Background: Fingerprint biometric systems are used to identify personnel, grant authorised access and maintain attendance of staff at most places. Despite their many benefits, biometric devices are potential sources of transmission due to contamination from multiple touches by various users. Due to the COVID-19 pandemic, there have been massive shift in infection control practices specially hand hygiene. This study was conducted to understand the attitude and practices of healthcare workers (HCWs) they are likely to follow when biometric devices come to use again. Materials and Methods: The study was conducted using a self-designed questionnaire given to HCWs in different departments of the hospital in the form of a written form by our infection control nurses. The study was conducted for 5 days. The questionnaire was based on various attitudes and practices before and after the COVID-19 outbreak. Results: Overall 304 participants filled the questionnaire, which comprised 85 (28%) doctors, 117 (38.4%) nurses and 102 (33.6%) other staff. Before the emergence of COVID-19, 114 (37.5%) participants felt touching biometric devices is more dangerous than touching other common items such as doorknobs, elevator buttons, countertops and staircase railings which now increased to 183 (60.2%) after the COVID-19. Earlier 77% of participants felt that hand sanitisers should be installed near biometric devices, but now 95.7% feel the need of hand sanitisers near the biometric devices and want to use them. Conclusion: This improvement in hand hygiene might be a result of increased awareness through educational programmes and mass media during the COVID-19 pandemic. Hand sanitisers should be installed near biometric devices before restarting their use which will reduce the risk of contamination of biometric devices by pathogenic organisms.

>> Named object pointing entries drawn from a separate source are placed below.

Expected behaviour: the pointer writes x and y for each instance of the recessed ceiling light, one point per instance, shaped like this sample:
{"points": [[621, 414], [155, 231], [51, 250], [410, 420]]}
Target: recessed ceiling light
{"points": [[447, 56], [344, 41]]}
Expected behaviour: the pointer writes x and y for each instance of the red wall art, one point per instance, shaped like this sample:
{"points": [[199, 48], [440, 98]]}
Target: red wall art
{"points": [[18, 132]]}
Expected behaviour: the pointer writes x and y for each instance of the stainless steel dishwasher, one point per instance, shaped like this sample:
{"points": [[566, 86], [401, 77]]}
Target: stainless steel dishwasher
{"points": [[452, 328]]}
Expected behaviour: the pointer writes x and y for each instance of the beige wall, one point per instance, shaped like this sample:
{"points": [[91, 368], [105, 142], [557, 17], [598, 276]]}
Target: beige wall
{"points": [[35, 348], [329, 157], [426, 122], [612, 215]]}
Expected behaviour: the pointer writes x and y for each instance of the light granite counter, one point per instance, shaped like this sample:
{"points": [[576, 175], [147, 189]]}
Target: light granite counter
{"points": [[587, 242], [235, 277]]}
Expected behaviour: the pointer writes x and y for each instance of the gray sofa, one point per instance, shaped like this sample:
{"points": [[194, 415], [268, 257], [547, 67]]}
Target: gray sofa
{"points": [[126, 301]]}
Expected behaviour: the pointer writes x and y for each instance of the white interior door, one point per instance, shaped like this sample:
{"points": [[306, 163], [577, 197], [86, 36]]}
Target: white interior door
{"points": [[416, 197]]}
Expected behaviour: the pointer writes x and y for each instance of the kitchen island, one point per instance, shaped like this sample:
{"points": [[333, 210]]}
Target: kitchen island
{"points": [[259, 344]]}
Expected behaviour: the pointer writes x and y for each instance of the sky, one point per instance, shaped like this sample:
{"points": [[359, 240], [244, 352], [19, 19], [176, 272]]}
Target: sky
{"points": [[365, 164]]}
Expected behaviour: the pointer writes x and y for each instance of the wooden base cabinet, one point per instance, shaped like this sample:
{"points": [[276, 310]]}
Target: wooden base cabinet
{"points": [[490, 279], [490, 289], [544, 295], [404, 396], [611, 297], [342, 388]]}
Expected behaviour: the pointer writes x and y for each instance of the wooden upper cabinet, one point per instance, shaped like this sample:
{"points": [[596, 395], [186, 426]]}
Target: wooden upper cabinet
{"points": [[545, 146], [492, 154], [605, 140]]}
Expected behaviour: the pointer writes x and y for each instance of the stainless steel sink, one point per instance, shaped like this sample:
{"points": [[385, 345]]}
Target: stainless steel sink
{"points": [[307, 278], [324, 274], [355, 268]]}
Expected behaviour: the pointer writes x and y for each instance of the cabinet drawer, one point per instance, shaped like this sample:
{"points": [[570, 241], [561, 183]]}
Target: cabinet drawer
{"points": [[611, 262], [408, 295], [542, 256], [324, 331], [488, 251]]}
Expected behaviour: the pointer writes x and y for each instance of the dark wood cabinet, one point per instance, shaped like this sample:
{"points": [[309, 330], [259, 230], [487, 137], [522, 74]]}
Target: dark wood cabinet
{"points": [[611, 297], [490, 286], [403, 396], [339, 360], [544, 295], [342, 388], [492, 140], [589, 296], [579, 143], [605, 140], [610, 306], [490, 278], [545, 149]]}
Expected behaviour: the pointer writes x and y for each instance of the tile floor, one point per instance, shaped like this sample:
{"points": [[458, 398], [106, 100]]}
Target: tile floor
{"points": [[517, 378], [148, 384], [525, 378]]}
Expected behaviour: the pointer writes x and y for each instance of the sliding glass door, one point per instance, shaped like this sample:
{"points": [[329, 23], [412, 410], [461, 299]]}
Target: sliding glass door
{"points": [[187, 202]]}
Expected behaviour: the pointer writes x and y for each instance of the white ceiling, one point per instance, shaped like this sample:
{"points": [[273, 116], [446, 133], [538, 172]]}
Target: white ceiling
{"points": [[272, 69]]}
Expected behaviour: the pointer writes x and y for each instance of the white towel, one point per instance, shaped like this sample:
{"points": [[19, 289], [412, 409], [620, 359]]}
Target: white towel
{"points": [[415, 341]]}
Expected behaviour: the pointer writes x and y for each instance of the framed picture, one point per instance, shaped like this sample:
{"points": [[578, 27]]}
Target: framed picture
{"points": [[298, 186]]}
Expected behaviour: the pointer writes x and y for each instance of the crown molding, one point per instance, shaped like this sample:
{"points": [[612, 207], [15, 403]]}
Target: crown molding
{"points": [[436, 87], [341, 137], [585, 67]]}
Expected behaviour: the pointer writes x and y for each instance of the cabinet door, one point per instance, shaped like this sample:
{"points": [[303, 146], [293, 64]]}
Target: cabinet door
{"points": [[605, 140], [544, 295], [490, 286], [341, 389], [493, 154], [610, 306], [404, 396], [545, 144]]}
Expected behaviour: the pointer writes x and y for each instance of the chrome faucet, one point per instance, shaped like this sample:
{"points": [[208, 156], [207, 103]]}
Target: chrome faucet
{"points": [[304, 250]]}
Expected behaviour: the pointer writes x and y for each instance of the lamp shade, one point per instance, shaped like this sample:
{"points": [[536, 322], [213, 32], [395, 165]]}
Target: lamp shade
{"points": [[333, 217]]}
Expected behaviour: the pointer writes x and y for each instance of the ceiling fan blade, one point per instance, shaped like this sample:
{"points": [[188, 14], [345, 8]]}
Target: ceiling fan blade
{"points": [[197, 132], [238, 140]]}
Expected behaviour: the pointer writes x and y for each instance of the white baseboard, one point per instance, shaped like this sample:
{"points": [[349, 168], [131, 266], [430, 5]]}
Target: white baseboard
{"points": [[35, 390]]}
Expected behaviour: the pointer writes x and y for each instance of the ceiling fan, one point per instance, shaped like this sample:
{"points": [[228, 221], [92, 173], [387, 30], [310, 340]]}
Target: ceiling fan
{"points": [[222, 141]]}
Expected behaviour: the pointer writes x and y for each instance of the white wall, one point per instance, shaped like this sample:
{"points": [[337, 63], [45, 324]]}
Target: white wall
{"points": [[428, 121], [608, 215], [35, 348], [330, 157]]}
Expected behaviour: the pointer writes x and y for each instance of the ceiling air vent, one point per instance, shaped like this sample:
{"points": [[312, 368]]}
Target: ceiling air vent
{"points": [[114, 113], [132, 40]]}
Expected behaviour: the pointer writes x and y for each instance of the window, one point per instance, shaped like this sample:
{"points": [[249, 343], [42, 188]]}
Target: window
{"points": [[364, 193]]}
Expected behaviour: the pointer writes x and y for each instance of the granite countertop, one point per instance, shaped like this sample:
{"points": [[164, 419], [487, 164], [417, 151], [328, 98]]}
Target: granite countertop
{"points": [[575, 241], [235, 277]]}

鉴于COVID-19,三级保健医院对生物识别设备使用的看法发生了变化
背景:在大多数地方,指纹生物识别系统用于识别人员,授予授权进入和维持员工出勤。尽管生物识别设备有很多好处,但由于不同用户的多次接触造成的污染,它们是潜在的传播源。由于COVID-19大流行,感染控制措施发生了巨大变化,特别是手部卫生。本研究旨在了解医护人员(HCWs)在再次使用生物识别设备时可能采取的态度和做法。材料与方法:采用自行设计的调查问卷,由我院感染控制护士以书面形式对医院各科室的卫生保健工作者进行问卷调查。研究为期5天。该问卷基于疫情前后的各种态度和做法。结果:共304人填写问卷,其中医生85人(28%),护士117人(38.4%),其他工作人员102人(33.6%)。在新冠肺炎出现之前,114名(37.5%)参与者认为触摸生物识别设备比触摸门把手、电梯按钮、台面和楼梯栏杆等其他常见物品更危险,而在新冠肺炎出现后,这一数字增加到183名(60.2%)。之前77%的参与者认为生物识别设备附近应该安装洗手液,但现在95.7%的参与者认为生物识别设备附近需要洗手液并希望使用它们。结论:手卫生的改善可能是在COVID-19大流行期间通过教育计划和大众媒体提高意识的结果。在重新使用生物识别设备之前,应在其附近安装洗手液,这将减少生物识别设备被病原微生物污染的风险。
本文章由计算机程序翻译,如有差异,请以英文原文为准。